What sort of things are UEFI "applications" actually used for?

Alex D picture Alex D · Nov 9, 2014 · Viewed 15.3k times · Source

I'm interested in PC firmware programming, and am just studying the UEFI spec. To my surprise, it seems like a spec for an entire OS which is embedded in firmware. You can even write UEFI "applications", which run directly using the UEFI boot services, without any other OS present.

I've found blog posts which show how to create a "Hello, world!" application which can run in the UEFI preboot environment. This is... interesting, and bizarre at the same time. I'll run my "Hello, world" programs on a regular OS, thank you.

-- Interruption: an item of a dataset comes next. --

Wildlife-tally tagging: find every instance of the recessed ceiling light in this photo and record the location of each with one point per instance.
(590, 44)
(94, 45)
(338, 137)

What kind of use cases are UEFI applications actually good for? Fancy boot configuration screens? Does any "real", commercially available PC firmware use UEFI applications to implement anything more than just boot loaders and boot configuration utilities?

Answer

CodeRush picture CodeRush · Nov 9, 2014

Anything that isn't PEI/DXE/SMM core or driver is an application, so any "real" PC have them, because BIOS Setup is actually an UEFI application. Some vendors include various other apps like firmware updaters, diagnostic and troubleshooting utilities, etc. UEFI 2.4 makes possible to add your own application with a properly filled BootXXXX/KeyXXXX variable pair and then run it by pressing a key combination during POST.

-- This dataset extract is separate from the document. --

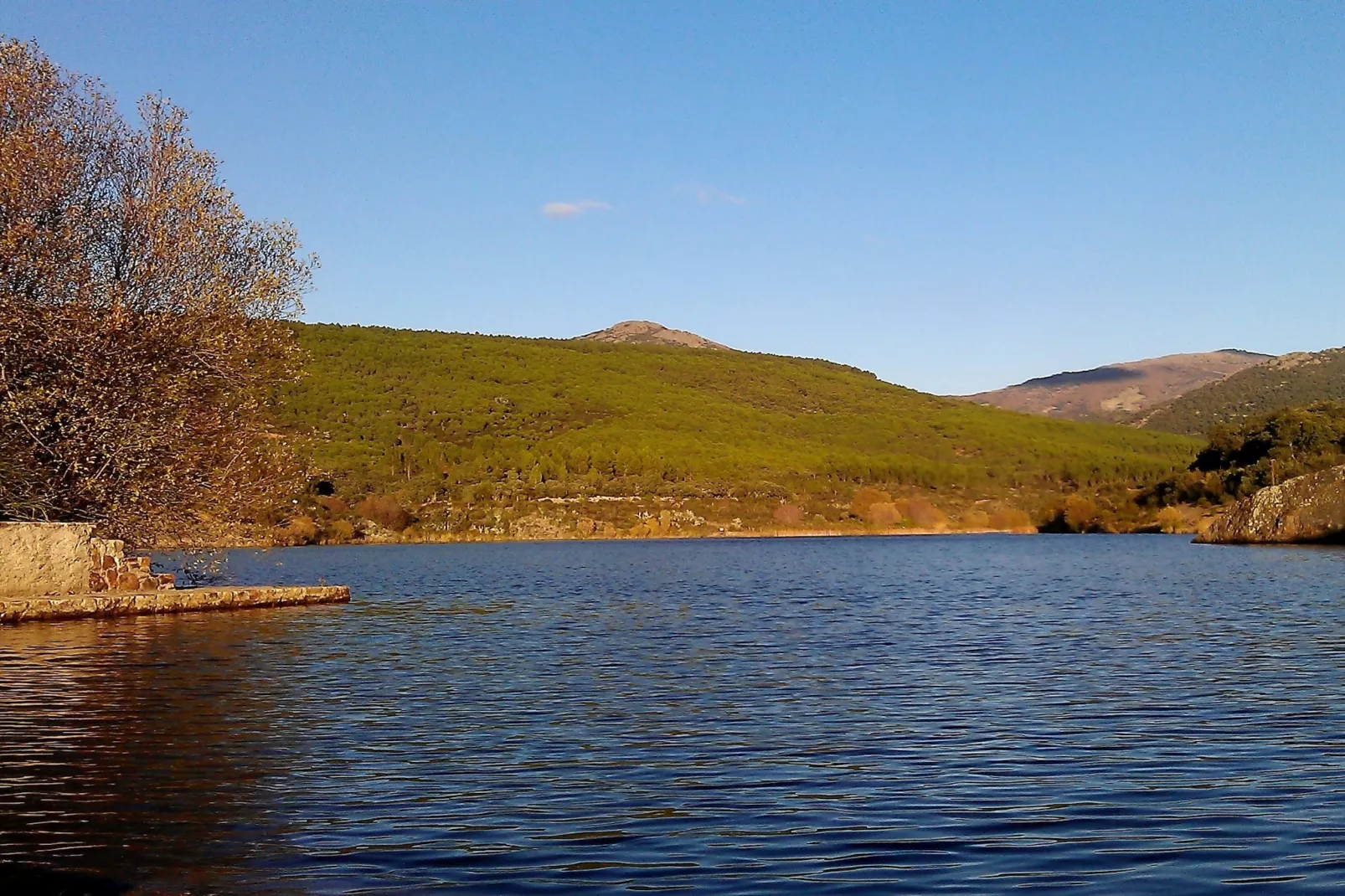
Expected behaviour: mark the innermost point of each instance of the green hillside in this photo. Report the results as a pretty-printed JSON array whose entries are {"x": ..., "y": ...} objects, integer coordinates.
[
  {"x": 1290, "y": 381},
  {"x": 461, "y": 419}
]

Most console applications written in C can be compiled as UEFI application by using StdLib package of current EFI Development Kit and then run in UEFI shell.

Major examples of useful UEFI apps (besides bootloaders, shell and Linux kernel, of course) are Intel ME System Tools, Read Universal, Python 2.7 and many more.

Eventually, when legacy boot will not be available anymore, all currently useful DOS utilities must either be made UEFI applications or go extinct.